A walk amongst the exhibition hall filled some of the free time between sessions and allowed attendees to discuss careers with academic institutes and businesses working with instrumentation, programming, data accessibility, fieldwork and more. As a postgraduate student in space physics, it was initially overwhelming to see many stands that were advertising topics alien to me. But before you knew it, I had heard about a new state-of-the-art instrument that will rapidly transmit terabytes of data; learnt about ground aquifers by making an Oreo Ice Cream float; and collected a renowned NASA 2023 calendar.
From my understanding, there have been a few changes to the AGU meeting since pre-pandemic times. The colours of your lanyard corresponded to your comfort level of COVID-19 safety, spanning from ‘I need distance’ to ‘Air high fives approved’. Alcoholic refreshments during poster sessions were not provided as a conscious decision to improve attendee well-being and ensure the code of conduct is upheld. And the host city of the meeting will change annually within the US to improve the accessibility of the conference (although for a UK attendee, a long-haul flight is unavoidable regardless of this).
Figure 3: A few memories from my visit to Chicago, including the Oreo ice cream float, the cloud gate (a.k.a., The Bean), and the NHL Ice Hockey game at the Union Center.

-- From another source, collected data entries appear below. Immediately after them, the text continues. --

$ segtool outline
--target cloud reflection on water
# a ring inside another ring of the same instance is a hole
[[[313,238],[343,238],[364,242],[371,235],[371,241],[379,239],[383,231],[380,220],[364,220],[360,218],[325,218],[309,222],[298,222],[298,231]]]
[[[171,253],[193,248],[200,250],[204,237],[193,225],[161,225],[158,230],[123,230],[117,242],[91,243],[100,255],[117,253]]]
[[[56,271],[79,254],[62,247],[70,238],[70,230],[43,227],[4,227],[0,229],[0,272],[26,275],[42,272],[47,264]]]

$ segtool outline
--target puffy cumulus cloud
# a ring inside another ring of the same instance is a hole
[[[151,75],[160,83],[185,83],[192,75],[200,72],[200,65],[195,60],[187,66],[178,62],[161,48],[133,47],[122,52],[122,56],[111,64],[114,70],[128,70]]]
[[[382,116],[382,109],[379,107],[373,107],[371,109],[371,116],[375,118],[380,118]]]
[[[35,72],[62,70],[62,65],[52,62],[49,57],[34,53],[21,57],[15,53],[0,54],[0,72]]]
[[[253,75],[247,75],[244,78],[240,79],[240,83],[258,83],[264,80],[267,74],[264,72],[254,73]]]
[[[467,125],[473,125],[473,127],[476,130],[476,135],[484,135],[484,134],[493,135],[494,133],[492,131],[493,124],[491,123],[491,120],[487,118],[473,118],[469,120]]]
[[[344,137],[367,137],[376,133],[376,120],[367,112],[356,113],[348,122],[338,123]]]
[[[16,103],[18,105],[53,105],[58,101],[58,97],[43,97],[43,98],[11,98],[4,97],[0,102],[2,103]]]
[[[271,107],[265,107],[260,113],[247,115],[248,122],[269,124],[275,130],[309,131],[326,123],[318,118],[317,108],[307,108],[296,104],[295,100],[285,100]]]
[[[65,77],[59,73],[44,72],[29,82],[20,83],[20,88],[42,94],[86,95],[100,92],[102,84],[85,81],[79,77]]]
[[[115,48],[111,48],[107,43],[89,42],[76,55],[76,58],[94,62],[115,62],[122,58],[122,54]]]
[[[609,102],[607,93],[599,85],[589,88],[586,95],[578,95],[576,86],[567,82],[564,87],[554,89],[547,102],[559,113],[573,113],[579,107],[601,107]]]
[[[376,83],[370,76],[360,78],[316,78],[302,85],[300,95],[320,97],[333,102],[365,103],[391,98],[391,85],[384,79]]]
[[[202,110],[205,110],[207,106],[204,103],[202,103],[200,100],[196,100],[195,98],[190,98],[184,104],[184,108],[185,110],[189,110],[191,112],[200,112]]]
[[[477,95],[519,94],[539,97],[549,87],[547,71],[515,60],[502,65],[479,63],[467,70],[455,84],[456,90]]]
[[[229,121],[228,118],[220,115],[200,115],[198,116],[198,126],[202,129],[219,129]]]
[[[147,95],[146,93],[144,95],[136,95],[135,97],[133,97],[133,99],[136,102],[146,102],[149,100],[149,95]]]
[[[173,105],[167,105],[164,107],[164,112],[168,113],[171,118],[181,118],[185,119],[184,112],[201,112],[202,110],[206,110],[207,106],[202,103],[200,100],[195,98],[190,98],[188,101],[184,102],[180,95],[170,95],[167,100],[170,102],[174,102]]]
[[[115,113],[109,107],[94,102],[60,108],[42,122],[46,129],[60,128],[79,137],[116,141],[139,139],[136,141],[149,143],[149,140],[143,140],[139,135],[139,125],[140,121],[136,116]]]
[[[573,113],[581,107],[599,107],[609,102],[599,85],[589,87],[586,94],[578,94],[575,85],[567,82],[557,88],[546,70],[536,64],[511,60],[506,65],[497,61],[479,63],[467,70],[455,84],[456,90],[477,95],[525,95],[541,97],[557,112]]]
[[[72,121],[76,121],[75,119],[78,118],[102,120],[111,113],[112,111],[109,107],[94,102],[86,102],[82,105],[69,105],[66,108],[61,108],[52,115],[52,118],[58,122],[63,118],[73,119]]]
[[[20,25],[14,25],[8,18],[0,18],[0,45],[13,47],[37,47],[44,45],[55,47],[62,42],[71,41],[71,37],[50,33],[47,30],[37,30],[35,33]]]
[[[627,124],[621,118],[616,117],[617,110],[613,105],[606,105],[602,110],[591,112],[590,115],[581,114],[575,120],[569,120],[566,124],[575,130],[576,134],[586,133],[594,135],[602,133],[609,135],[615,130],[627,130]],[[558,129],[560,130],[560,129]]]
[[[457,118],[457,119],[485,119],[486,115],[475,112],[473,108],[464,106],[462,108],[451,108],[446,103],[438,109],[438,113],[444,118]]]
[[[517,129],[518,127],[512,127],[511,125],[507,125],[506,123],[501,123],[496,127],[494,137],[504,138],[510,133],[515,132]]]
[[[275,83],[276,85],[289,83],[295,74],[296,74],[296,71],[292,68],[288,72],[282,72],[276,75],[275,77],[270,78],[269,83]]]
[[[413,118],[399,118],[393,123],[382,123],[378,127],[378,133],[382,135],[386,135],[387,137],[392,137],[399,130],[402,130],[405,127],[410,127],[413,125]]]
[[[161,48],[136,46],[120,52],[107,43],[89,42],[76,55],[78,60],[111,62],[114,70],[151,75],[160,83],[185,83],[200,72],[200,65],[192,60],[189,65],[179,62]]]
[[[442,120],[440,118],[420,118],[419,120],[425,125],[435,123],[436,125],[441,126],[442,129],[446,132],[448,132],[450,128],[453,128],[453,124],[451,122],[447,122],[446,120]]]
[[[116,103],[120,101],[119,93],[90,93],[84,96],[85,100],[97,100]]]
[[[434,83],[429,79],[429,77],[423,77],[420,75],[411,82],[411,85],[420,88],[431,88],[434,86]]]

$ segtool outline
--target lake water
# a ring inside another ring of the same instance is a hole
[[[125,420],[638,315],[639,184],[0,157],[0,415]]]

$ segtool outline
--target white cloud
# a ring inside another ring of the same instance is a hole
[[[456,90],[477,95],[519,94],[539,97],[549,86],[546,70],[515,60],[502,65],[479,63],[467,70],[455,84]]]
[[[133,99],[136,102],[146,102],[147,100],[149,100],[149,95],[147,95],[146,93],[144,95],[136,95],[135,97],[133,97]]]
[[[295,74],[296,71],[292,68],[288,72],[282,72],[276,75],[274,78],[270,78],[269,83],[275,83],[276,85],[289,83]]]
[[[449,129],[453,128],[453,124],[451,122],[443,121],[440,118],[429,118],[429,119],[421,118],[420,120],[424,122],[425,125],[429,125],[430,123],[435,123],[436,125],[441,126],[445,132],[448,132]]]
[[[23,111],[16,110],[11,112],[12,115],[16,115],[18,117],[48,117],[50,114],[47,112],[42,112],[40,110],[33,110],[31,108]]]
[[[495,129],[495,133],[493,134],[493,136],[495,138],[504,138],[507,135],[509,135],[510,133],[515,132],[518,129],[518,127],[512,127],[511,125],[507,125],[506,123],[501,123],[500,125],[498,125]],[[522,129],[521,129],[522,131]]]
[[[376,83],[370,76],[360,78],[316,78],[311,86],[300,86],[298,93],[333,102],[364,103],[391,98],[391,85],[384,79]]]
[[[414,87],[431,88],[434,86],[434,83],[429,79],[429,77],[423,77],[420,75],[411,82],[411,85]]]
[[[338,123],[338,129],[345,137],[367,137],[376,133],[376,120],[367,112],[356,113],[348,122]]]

Chicago was a lovely city to host this year. The conference centre was easily accessible by train and bus from the downtown area, and even walkable on a good weather day. We were fortunate to have rather pleasant weather throughout the visit, although some rain, snow, and a bitterly cold wind were experienced. Exploring the city was extra special this close to Christmas and aided the glory of city lights after sunset. In the evenings, there was ample time and things to do with early career scientists I’ve met throughout my time as a PhD student and newly made contacts from the US. Watching an NHL ice hockey match, visiting Navy Pier, a competitive evening at the bowling alley, and trying the famous deep dish pizza were just some of the things squeezed into the busy week.
There is no doubt that attending the AGU Fall Meeting has been a highlight in my PhD experience, and one that I would recommend to anyone who has the opportunity to visit in the future. Even if you’re travelling alone, which I did, there were ample opportunities to meet fellow attendees and experience a very enjoyable week in the city. I thank the University of Reading Graduate School for giving me a student travel bursary to help fund this international trip. Next year, this conference is being held in San Francisco, California from the 11th – 15th of December 2023.